Beim Ziel, die Ausbildung abzuschließen, sind die Projektteilnehmenden von ARRIVO BERLIN Ausbildungscoaching sehr erfolgreich: Nur 13 Prozent von ihnen brechen ihre Ausbildung ab.
Vielfältige Herausforderungen während einer Ausbildung meistern
Eine Herausforderung, die während des Austauschs genannt wurde, ist die enorme Heterogenität in puncto Schulbildung bei Auszubildenden mit Fluchthintergrund. Die einzelnen Bildungswege aus den Heimatländern reichen von keiner formalen Schulbildung bis hin zum Hochschulabschluss.

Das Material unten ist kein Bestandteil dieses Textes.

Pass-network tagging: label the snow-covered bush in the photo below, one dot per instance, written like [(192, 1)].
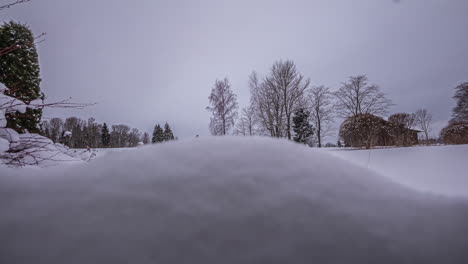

Der ehemalige Azubi Zakir Hossein Karimi kam beispielsweise mit sehr geringer Schulbildung nach Deutschland. Er besuchte nur zwei Jahre eine Koranschule, brachte aber viel Berufserfahrung und Motivation mit. In einer Kleingruppe berichtete er auf dem Jubiläumsfest, dass er seit seinem neunten Lebensjahr arbeitet. Als Teppichknüpfer, LKW-Mechaniker, Schuhmacher und Fliesenleger. In Deutschland gäbe es Theorie und Praxis, sagte er. „Vorher gab es nur Praxis, einfach arbeiten.“
Wenn man richtig lernt, ist es leichter
Im Jahr 2016 lernte er in einer Berliner Turnhalle eine ehrenamtliche Helferin kennen, die den Grundstein für Zakirs späteren Erfolg legte. Sie organisierte einen Alphabetisierungskurs für mehr als 20 Geflüchtete, darunter auch Zakir. Über die Agentur für Arbeit kam Zakir im Jahr 2017 zu den ARRIVO BERLIN Übungswerkstätten, die ihm ein Praktikum vermittelten. Anfangs wollte er LKW-Mechatroniker werden, aber die Zugangsvoraussetzungen zur Ausbildung für diesen Beruf waren wegen seiner damaligen Deutsch- und Mathematikkenntnisse zu hoch. Als Zakir seine Ausbildung als Bodenleger begann, vermittelte ihn ARRIVO BERLIN Übungswerkstätten zum ARRIVO BERLIN Ausbildungscoaching. Ein typisches Beispiel dafür, dass viele Azubis über die zehn ARRIVO BERLIN Projektpartner zu ARRIVO BERLIN Ausbildungscoaching vermittelt werden.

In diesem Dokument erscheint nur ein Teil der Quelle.